A participação de Lim no negócio se deu por meio da amizade com Gary Neville, ex-lateral-direito da seleção inglesa. O bilionário até contratou Gary há dois anos para ser técnico do Valência-ESP, do qual também é dono. No entanto, a passagem desastrosa do amigo durou apenas quatro meses, entre dezembro de 2015 e janeiro de 2016, e o clube espanhol flertou com o rebaixamento naquela campanha.

No Salford City, com investimento pesado, o planejamento a longo prazo coloca competições profissionais (a partir da Quarta Divisão) como objetivo principal. Desde a aquisição pelos novos donos, na temporada 2014/15, os dois acessos consecutivos, até a Sexta Divisão, não foram as únicas transformações imediatas com a chegada do aporte financeiro. O emblema do clube foi modernizado, o time trocou o laranja pelo vermelho no uniforme, herança clara do Manchester United, e o elenco e a comissão técnica passaram a trabalhar em período integral.

No fim de outubro, Sir Alex Ferguson, um dos maiores treinadores de todos os tempos, com inúmeros títulos em 26 anos no comando do Manchester United, foi o convidado de gala para a cerimônia oficial de reinauguração do estádio do Salford City.

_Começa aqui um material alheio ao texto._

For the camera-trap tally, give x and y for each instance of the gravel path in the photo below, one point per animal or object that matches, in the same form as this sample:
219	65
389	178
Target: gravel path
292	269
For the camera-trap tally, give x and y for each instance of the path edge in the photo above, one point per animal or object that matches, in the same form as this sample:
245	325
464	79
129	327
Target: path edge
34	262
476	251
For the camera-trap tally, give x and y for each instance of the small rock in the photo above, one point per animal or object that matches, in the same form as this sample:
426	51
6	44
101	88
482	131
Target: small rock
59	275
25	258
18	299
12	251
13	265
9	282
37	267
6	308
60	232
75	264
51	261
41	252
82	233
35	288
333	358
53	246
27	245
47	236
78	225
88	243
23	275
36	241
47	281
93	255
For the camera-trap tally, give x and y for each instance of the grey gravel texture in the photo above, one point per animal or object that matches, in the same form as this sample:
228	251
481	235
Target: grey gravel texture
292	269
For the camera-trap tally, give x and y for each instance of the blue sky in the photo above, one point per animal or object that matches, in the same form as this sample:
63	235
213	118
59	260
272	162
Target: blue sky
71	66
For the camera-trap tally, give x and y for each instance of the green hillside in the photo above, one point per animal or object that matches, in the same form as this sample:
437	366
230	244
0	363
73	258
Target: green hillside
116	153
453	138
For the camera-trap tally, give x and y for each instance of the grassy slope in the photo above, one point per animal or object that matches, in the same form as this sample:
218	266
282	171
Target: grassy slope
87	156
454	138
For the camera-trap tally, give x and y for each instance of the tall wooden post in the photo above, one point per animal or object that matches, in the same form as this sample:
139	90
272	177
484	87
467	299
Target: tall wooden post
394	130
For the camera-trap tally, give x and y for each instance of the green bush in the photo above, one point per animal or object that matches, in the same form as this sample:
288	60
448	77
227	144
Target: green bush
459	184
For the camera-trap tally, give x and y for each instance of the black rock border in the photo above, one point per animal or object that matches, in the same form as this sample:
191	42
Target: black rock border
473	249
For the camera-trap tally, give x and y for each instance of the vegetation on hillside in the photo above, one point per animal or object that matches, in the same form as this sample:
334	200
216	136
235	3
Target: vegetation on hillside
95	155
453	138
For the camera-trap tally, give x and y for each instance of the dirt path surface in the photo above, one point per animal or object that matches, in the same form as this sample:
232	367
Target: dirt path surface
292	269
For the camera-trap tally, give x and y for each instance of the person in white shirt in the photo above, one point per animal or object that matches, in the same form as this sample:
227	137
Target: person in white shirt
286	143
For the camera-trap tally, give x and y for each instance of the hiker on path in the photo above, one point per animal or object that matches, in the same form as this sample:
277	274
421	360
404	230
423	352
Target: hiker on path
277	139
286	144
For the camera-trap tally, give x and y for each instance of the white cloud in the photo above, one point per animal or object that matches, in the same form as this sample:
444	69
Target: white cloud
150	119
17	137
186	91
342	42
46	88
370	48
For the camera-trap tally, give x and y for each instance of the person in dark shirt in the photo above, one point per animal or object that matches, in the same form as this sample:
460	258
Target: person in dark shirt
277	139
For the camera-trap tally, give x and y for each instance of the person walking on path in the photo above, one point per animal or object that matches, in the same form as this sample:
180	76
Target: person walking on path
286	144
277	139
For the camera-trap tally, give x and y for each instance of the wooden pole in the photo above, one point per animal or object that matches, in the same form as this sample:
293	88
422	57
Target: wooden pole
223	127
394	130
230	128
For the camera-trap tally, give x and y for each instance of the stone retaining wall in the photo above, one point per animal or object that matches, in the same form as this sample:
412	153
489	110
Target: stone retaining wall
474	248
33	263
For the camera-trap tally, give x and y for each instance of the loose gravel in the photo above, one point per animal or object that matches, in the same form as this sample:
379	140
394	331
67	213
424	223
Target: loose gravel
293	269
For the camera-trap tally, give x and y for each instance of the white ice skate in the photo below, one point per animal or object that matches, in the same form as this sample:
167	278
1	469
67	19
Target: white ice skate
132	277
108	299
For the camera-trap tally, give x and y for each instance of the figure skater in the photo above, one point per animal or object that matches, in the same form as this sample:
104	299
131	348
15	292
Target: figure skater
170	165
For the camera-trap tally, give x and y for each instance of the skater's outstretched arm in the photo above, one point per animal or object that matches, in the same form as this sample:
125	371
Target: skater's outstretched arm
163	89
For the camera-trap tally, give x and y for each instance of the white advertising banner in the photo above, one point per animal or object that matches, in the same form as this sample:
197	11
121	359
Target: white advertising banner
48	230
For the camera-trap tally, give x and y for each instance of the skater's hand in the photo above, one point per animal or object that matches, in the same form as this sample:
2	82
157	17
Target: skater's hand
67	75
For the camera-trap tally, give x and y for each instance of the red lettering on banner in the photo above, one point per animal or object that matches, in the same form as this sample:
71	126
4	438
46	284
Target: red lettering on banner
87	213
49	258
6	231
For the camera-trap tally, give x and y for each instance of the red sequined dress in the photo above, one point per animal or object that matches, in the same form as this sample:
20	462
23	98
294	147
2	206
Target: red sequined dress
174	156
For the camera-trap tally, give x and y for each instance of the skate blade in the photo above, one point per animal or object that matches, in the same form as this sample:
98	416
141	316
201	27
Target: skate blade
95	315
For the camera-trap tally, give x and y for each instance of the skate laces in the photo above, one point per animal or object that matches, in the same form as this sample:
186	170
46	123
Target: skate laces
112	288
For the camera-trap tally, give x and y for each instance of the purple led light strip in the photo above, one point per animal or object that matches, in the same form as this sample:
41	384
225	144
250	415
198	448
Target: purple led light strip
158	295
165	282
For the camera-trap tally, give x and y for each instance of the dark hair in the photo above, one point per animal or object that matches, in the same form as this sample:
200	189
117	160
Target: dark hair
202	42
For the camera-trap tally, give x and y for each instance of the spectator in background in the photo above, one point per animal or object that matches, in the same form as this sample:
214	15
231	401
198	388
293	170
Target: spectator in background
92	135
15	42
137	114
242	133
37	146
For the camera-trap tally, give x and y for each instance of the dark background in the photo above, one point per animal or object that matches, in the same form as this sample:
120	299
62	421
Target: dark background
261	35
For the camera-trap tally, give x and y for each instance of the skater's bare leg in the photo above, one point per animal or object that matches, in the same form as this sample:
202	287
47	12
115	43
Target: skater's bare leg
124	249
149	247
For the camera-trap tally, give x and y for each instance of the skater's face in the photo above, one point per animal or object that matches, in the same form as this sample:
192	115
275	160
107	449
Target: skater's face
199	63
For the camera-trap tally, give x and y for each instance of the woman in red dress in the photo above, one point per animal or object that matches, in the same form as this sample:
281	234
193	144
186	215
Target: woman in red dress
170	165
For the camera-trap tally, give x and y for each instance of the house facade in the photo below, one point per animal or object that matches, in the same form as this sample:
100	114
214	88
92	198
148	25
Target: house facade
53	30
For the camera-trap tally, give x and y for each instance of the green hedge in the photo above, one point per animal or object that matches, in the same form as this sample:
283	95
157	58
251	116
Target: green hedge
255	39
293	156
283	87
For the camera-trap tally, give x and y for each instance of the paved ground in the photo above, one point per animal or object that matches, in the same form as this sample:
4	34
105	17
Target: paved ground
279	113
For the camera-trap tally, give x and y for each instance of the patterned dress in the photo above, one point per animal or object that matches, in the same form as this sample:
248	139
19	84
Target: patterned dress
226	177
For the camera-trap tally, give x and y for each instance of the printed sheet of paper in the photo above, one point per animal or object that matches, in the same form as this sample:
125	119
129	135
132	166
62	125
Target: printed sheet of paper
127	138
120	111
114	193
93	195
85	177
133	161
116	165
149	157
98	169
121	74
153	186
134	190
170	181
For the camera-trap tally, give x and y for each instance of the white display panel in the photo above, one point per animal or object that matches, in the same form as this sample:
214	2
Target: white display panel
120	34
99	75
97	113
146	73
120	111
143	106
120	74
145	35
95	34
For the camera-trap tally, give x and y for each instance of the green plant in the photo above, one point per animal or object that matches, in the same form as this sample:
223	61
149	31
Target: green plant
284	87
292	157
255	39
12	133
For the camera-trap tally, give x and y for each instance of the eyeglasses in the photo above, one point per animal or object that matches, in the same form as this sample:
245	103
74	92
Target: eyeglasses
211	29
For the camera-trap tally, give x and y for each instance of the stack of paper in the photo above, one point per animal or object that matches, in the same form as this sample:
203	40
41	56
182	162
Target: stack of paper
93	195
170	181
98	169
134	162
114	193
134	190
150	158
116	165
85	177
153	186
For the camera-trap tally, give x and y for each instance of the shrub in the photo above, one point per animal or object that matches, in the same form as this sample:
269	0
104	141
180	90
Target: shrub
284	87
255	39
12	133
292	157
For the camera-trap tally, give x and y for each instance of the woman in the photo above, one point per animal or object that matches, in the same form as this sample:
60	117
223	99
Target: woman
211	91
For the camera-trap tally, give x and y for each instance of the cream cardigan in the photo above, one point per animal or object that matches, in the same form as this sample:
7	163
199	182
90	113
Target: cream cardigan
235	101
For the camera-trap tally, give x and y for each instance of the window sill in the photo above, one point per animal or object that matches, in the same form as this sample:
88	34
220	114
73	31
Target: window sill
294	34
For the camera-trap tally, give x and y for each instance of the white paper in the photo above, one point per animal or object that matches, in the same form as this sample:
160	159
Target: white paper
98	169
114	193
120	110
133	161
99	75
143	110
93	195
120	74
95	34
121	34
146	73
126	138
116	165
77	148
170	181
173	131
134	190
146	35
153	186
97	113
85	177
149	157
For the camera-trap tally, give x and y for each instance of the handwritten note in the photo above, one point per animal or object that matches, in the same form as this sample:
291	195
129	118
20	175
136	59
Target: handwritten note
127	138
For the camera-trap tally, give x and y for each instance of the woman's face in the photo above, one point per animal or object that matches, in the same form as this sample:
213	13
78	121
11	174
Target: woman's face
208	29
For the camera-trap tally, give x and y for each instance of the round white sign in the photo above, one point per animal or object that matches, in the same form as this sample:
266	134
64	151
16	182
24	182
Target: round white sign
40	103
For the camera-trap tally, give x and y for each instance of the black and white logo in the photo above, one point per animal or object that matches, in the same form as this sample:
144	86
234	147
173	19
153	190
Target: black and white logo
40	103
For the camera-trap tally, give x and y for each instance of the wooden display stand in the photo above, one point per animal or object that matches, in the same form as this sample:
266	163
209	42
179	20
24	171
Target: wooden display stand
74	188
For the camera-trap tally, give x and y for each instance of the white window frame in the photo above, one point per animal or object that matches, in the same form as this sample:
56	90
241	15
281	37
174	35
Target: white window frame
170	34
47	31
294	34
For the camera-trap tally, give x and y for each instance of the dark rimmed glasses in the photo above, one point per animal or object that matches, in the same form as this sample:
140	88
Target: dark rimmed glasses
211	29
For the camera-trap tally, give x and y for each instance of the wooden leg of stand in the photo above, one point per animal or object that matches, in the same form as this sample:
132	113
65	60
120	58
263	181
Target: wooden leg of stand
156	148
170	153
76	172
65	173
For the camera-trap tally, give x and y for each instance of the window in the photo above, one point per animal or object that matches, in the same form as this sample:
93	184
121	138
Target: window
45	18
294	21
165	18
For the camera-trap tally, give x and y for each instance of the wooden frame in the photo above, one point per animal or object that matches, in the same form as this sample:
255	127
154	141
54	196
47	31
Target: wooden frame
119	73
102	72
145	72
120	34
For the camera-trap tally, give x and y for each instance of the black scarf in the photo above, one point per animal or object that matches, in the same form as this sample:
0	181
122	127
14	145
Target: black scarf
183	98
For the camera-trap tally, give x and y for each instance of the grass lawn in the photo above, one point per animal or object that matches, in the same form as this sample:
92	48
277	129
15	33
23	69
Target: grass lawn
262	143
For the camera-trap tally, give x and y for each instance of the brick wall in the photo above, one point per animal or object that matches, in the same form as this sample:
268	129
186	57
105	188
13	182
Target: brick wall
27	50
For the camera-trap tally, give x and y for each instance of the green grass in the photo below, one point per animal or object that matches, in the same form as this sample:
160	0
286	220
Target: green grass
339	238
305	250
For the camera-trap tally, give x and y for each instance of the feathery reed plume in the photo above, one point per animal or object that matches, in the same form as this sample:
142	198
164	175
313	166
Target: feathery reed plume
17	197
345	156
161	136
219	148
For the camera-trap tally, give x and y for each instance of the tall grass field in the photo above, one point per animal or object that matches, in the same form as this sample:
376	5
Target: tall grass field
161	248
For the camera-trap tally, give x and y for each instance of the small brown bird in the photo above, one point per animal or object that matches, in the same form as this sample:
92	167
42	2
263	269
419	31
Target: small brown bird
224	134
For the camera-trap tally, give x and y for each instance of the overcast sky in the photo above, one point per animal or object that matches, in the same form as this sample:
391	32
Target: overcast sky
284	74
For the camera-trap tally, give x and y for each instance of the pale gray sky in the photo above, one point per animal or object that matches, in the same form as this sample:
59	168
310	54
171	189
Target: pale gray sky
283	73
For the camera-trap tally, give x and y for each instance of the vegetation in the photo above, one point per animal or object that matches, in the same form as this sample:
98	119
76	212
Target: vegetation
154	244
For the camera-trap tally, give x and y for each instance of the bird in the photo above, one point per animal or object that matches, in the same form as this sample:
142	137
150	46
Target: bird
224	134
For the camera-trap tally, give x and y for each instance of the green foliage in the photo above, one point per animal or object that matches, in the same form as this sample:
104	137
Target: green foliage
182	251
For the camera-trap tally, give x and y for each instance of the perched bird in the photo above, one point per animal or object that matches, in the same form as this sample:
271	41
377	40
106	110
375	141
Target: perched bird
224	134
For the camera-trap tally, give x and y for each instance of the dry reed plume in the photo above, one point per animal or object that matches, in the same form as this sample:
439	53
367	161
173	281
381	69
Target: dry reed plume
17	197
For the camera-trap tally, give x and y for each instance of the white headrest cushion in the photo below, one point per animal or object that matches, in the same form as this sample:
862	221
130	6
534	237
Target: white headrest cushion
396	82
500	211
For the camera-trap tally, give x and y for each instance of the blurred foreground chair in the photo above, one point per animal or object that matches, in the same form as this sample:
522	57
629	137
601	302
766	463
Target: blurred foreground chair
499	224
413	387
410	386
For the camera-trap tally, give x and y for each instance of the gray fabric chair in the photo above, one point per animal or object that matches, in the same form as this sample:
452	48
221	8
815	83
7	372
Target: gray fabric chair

Ferguson no Salford - Instagram/Reprodução - Instagram/Reprodução
Ferguson foi convidado de honra na reinauguração do estádio do Salford
Imagem: Instagram/Reprodução

Quando os novos proprietários assumiram o clube se deparam até com “gato” nas TVs da casa do time, que só tinha um setor de cadeiras para torcedores, enquanto o resto dos fãs se misturava entre cachorros para acompanhar a equipe. Ferguson, por sua vez, viu seus pupilos apresentarem um estádio com capacidade ampliada de 2.000 para 5.000 lugares, com direito a bar, camarote, setor VIP e até naming rights para a casa remodelada – estrutura totalmente fora da realidade das demais equipes da Sexta Divisão.

Calendário reserva data nobre para o "clássico"

O reencontro entre os filhos do Manchester United acontecerá em um dos dias mais nobres do calendário do futebol inglês: 26 de dezembro, conhecido como “Boxing Day”. A partida está agendada para a casa mais modesta entre os protagonistas da nova rivalidade, o Broadhurst Park, do FC United.

Na 19ª colocação, apenas uma acima da zona de rebaixamento (há 22 times, três deles caem), a equipe “raiz” vê o irmão “nutella” liderar o campeonato com larga vantagem, de sete pontos.

Camarote do Salford City - UOL - UOL
Estádio do Salford tem alguns luxos como um camarote para os dirigentes
Imagem: UOL

No início de novembro, os times se enfrentaram pelas quartas de final da Copa de Manchester, torneio composto predominantemente por equipes amadoras. Por não ser a prioridade da diretoria, a dupla de técnicos que lidera o Salford City, Anthony Johnson e Bernard Moley, colocou a garotada para atuar em casa e acabou vencida por 3 a 0. No último gol do adversário, Ryan Giggs foi embora.

Com o nível técnico bem baixo, a provocação entre as torcidas foi o que de melhor aconteceu naquela noite gelada do dia 7. “Vocês sempre jogaram de vermelho?”, gritaram os torcedores do FC United, em menção à mudança na troca na cor do uniforme. “Enfiem o dinheiro de vocês no c*”, aumentaram o tom em seguida.

“Eles (donos do Salford City) são lendas do United e fazem o que quiserem com a fortuna deles”, comentou o contador Tony Adams, 58. “No meu caso, decidi parar de ir ao Old Trafford quando a família Glazer roubou o clube dos torcedores. Primeiro que não concordo com a maneira com que passaram a administrar o clube, segundo que não tenho mais dinheiro para levar meus dois filhos às partidas. Até acompanho pela TV, mas sou torcedor do FC United”.

Les Whiteley, 64, técnico do Salford City nos anos 80 e frequentador assíduo dos jogos desde então, expressa a visão do outro lado. “Admiro o que o FC United faz, pela paixão que dedicam, mas um clube precisa de experiência administrativa para ser bem gerido”, analisa. “Se eu ganhasse na loteria, também investiria nesse clube. Certamente eu perderia a minha esposa. Mas não tem problema, já separei três vezes por causa do futebol”.